Jenni Hen
Songster
I remember when I was a kid: we used to go on holiday on a farm, and as I played with the farm kids I was treated the same - 'drink the whey it's good for you'! The only other use I knew for whey was for feeding pigs.I'm making my own yogurt today. I make it with my own culture, which I've kept going from some culture I ordered online. So my only cost is the gallon of fat free milk (abbreviated FF milk, so I call it "loud milk."), and the honey I use to sweeten it.

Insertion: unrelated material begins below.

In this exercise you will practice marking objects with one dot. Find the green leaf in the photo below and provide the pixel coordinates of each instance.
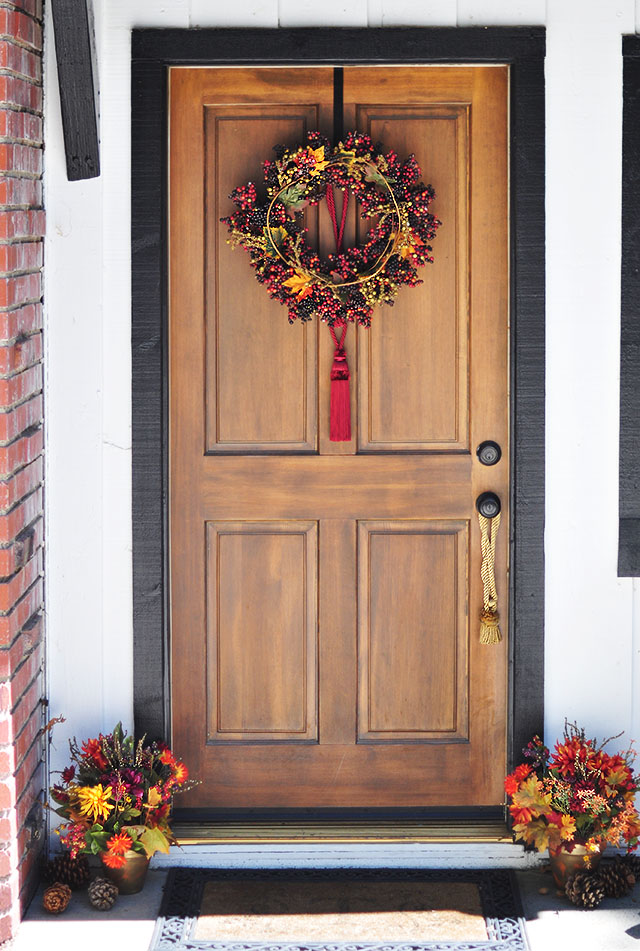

I also drain a lot of whey out of it, so I end up with about a little less than half a gallon of yogurt, and a little more than half a gallon of whey. Which sounds wasteful, but I have a LOT of uses for whey, so I think of it as getting two products, not just one. I recycle the empty milk jug, and I don't have any other containers I need to recycle, as I use canning jars.
You do not need a yogurt maker. Don't let that be a reason not to make your own. If someone wants, I'll post my (somewhat lengthy) directions.
I used to take a jar of yogurt to work and stand my spoon up in it. I show it to coworkers and say, "Can your yogurt do this?" Then I'd turn the jar upside down and say, "Well, how about this?"
Yeah, I'm a bit of a smart aleck.
Uses for whey:
Mix with the chickens' feed to make their mash snack
Water blueberries or other acid loving plants
Cook rice
Make bread
Some people even drink it.
My bantams have mash for breakfast and I do sometimes make bread .
I used to save the last bit from a pot of live yoghurt and put it in a vacuum flask, warm some milk and fill the flask, then leave it overnight.
It's very easy to do, but I fail to resist eating all the yoghurt in the pot! We live near shops and it's even easer to think, 'oh well, I can get some more tomorrow!'.
I add soft fruit from my bushes, or the jam I made, or lemon curd (I lemon 1 egg 1 oz butter + enough sugar, mix up & heat until it sets)
I think I used full-cream unpasteurised milk, just because it's what we used to get, but I don't recall getting whey or a solid set as you describe.
We do make junket, which gives a sweet sort of buttermilk.